Today Foreman manages a staff of 13,000 and a staggering budget of $9 billion, which is largely spent on nutritional and food-stamp programs. Foreman has control of drafting specifications for almost all federal food purchases, including those of the Pentagon and the Veterans Administration. She has taken steps to reduce the sugar, salt and fat content of school breakfasts and lunches; proposed a regulation that would remove Super Donuts and other fortified pastries from school breakfast programs; successfully lobbied for a law banning junk food in school vending machines; helped to persuade Congress to drop requirements that food-stamp recipients pay some cash, thereby making the stamps available to 1.5 million more people.
The Agriculture Department, Foreman argues, used to cater solely to the interests of food processors and big farmers, and her goal is to make it "the people's department" that Abraham Lincoln had envisioned. The processors and many farmers complain that she is hurting agriculture, in part because she is calling for severe restrictions on food additives and for more detailed product labeling. Nebraska Republican Congresswoman Virginia Smith, expressing a view common in the farm belt, protested: "Carol Tucker Foreman, one of agriculture's biggest enemies, is at work right now discrediting the meat industry and causing the public to lose confidence in American farm products." The meat industry has sued to block her order that nitrite levels in bacon must be sharply reduced, from 150 parts per million now to 40 parts per million next year. Still, Nader found the order too weak and roasted her for caving in to the food industry.

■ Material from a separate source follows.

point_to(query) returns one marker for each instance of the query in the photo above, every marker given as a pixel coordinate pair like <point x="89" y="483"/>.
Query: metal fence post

Foreman laughs off the criticism and is happy that she enjoys the confidence of Agriculture Secretary Bob Bergland as well as of her friend Joan Claybrook. On Foreman's 40th birthday Claybrook gave her a gift: a spiky cactus plant. It was festooned like a Christmas tree, with candy, chewing gum and junk food that Foreman had just proposed banning from sale during school lunch hours. Today only a few of the trimmings remain on the tree. The rest, reports Foreman, have been eaten by her sugar-loving staff.